Tag: market volatility

  • Market Turmoil: How New U.S. Tariffs Shook Global Stocks & Commodities

    Market Turmoil: How New U.S. Tariffs Shook Global Stocks & Commodities

    A Turbulent Start to February: Markets React to Tariffs, Earnings, and Volatility

    The financial world kicked off February in a state of heightened uncertainty. Markets were already on edge, watching economic indicators and earnings reports, but then a new shock arrived—the announcement of major U.S. tariffs on imports from Canada, Mexico, and China. This single decision sent ripples through equities, commodities, and even cryptocurrencies, forcing investors to reassess their strategies overnight.

    But as always, the markets don’t move in a straight line. Some sectors found footing, while others plunged. Let’s break down what happened, why, and what it all means for the road ahead.

    Tariffs Shake the Markets

    On February 3rd, the White House made a decisive move: a 25% tariff on Canadian and Mexican imports and a 10% tariff on Chinese goods. Almost immediately, panic set in. Investors feared a full-blown trade war, leading to a broad selloff in stocks and commodities.

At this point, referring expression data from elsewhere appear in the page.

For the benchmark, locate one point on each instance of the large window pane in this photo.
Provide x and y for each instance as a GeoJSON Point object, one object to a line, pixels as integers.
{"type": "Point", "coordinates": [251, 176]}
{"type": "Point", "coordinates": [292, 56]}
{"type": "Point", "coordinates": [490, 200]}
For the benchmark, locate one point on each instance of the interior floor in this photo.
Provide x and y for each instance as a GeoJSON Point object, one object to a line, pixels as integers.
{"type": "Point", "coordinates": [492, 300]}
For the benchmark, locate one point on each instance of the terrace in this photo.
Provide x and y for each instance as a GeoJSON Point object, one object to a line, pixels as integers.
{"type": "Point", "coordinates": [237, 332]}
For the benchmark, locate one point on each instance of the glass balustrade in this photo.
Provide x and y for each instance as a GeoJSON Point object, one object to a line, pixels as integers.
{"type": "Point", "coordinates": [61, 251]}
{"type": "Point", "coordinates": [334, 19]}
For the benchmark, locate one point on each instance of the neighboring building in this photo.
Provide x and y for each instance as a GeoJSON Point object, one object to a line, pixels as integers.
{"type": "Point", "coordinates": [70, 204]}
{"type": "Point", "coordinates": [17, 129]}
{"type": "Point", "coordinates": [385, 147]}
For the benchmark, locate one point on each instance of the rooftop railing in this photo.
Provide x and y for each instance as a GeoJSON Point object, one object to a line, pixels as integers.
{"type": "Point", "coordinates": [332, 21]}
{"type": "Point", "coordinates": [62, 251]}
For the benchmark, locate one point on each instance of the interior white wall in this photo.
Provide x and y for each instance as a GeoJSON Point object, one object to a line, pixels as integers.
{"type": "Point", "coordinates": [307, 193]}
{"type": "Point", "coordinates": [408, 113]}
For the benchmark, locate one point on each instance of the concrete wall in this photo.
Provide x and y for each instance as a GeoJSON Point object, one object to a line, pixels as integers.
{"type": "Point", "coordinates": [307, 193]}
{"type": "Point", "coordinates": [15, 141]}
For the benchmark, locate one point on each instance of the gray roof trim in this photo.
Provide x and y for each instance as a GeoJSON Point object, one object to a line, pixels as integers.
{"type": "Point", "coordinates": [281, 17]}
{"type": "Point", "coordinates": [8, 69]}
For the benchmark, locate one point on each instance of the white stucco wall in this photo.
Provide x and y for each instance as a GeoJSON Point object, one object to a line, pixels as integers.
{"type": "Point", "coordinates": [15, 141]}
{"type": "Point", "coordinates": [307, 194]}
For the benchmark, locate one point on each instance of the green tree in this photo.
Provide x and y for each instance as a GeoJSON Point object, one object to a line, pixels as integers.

    The Dow Jones dropped 0.75%, as investors scrambled to hedge against potential economic slowdowns.

    Asian markets followed suit, reflecting concerns about how these trade policies could choke supply chains and dampen global growth.

    Economists warned that Mexico could tip into recession, while the U.S. might see an uptick in inflation.

    Despite the negativity, there were still glimmers of optimism in the form of corporate earnings.

    Earnings Reports: A Mixed Bag

    While external forces like tariffs cast a shadow over the markets, earnings season continued in full swing, delivering moments of both relief and disappointment.

    Winners of the Week:

    1. Palantir Technologies (PLTR): This data-driven company shattered expectations, reporting strong earnings and a bright future outlook. The result? A 22% after-hours surge in its stock price.
    2. Meta (META): The social media giant posted an EPS of $8.02, well above analyst expectations of $6.77.
    3. Microsoft (MSFT): A strong showing with an EPS of $3.23, slightly exceeding the estimated $3.11.

    Companies That Struggled:

    PayPal (PYPL): Despite meeting forecasts, its cautious 2025 outlook triggered a selloff.

    Merck (MRK): Stock fell over 10%, disappointing investors with lower-than-expected revenue projections.

    The S&P 500 managed a slight gain (+0.6%), thanks to resilient tech stocks, while the Nasdaq advanced 1.2%—a sign that investors were still willing to bet on innovation despite macroeconomic concerns.

    The Rollercoaster Ride in Commodities and Crypto

    While stocks reacted to earnings and tariffs, commodities and crypto saw even wilder swings.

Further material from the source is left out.